1. The economics of Poppy for Medicine Projects: production and sale of medicines

2. Pilot P4M Projects



3. The economic vehicle of Poppy for Medicine projects: cooperative associations

4. Economic Diversification through Poppy for Medicine projects

2. Case study Poppy for Medicine project

This case study provides a strictly hypothetical description of an individual villagebased Poppy for Medicine project, to shed light on the project model. Although all the figures would need to be carefully reassessed for a smaller Pilot Project or larger village project, nevertheless, the case study provides interesting insights and allows conclusions to be drawn regarding the potential economic impact of a Poppy for Medicine project.

In a hypothetical Poppy for Medicine project village, poppy would be cultivated on twenty-five small licensed farms of 0.37 hectares, or two jeribs, each. Sown in autumn, the crops would be ready for harvest by project field workers the following spring. Comprising a total of 9.25 hectares, the twenty-five farms would together yield a total of at least 340 kg of raw poppy materials over the three-week harvest period. At the end of each day, the day’s harvest would be collected and brought to the project village’s storage facility, to be documented and tested for morphine content. Throughout the harvest period, trained project workers would begin the medicine production process by drying the raw poppy materials. This initial transformation step would yield around 310 kg of semi-processed raw poppy materials.

These semi-processed raw materials would then be securely transported to the wellequipped district processing facility and transformed into morphine by professional pharmaceutical chemists, with the support of project participants trained as laboratory workers. The morphine would then be further processed into 10 mg tablets at the district processing facility.

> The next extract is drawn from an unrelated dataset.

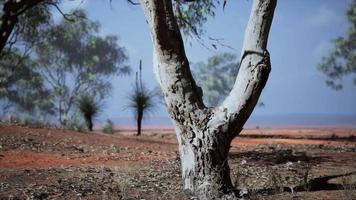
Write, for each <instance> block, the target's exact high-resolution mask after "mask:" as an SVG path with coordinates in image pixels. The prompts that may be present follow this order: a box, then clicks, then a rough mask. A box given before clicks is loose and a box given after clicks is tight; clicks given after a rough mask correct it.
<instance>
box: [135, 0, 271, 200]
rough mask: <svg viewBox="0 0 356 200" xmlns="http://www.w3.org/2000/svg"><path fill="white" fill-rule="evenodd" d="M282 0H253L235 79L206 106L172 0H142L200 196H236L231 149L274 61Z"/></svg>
mask: <svg viewBox="0 0 356 200" xmlns="http://www.w3.org/2000/svg"><path fill="white" fill-rule="evenodd" d="M276 1H277V0H254V2H253V6H252V11H251V15H250V19H249V23H248V25H247V28H246V32H245V38H244V44H243V48H242V54H241V57H240V58H241V59H240V69H239V73H238V75H237V77H236V82H235V84H234V87H233V89H232V90H231V92H230V94H229V95H228V97H227V98H226V99H225V100H224V101H223V103H222V104H221V105H219V106H217V107H215V108H207V107H206V106H205V105H204V103H203V101H202V91H201V88H199V87H198V86H197V85H196V83H195V81H194V79H193V77H192V74H191V72H190V68H189V62H188V60H187V57H186V55H185V50H184V44H183V41H182V37H181V34H180V32H179V28H178V26H177V23H176V21H175V18H174V15H173V10H172V2H171V0H141V5H142V8H143V10H144V13H145V16H146V20H147V23H148V26H149V29H150V32H151V37H152V43H153V47H154V55H153V56H154V71H155V74H156V78H157V80H158V82H159V84H160V86H161V88H162V91H163V94H164V97H165V102H166V105H167V109H168V112H169V114H170V116H171V118H172V119H173V123H174V126H175V132H176V135H177V138H178V142H179V153H180V158H181V162H182V178H183V184H184V189H185V190H187V191H189V192H191V193H192V194H194V195H197V196H198V197H199V198H200V199H214V198H234V197H235V196H234V193H233V185H232V183H231V179H230V169H229V165H228V161H227V158H228V152H229V149H230V143H231V140H232V139H233V138H234V137H235V136H237V135H238V134H239V133H240V131H241V130H242V128H243V125H244V124H245V122H246V120H247V119H248V117H249V116H250V114H251V113H252V111H253V109H254V107H255V106H256V103H257V101H258V98H259V96H260V94H261V92H262V89H263V88H264V86H265V84H266V82H267V79H268V75H269V72H270V70H271V63H270V59H269V58H270V57H269V53H268V51H267V48H266V47H267V40H268V33H269V29H270V26H271V23H272V18H273V13H274V8H275V6H276Z"/></svg>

In total, approximately 30 kg of morphine would be transformed in morphine tablets in a single hypothetical Poppy for Medicine project,43 for a total production cost of USD 76,000. More than two thirds of these costs would be recycled back into the local economy. After further quality control tests, the finished medicines would then be sold to the Afghan government for a total of USD 96,000, bringing the hypothetical village project a net profit of USD 20,000 to invest in local economic diversification projects.

The locally produced morphine would be securely transported to Kabul, where the Afghan government would prepare the medicines for international export, possibly through a special state-owned Afghan National Pharma Company. The packaged and labelled medicines would then be exported at a price of USD 3,800 per kg of morphine to a country with extensive morphine needs, such as Brazil.
Transport and export costs to Brazil, including all taxes and duties, can represent as much as 80% of the value of finished morphine based medicines. However, medicines imported for a Brazilian public institution are exempted of most of the import duties. A conservative assumption that the full range of costs and taxes apply brings the price of Afghan made medicine morphine exported to Brazil to USD 7,700 per kg, or USD 7.7 per gram. After including distribution costs, it is likely that one gram of Afghan-made morphine would cost the Brazil government less than USD 10 [representing a hundred 10 mg doses], well below the Brazilian market price of USD 49.5. A Poppy for Medicine project would provide affordable medicines to guaranteed markets, and in doing so, would help to respond to a largely un-met need.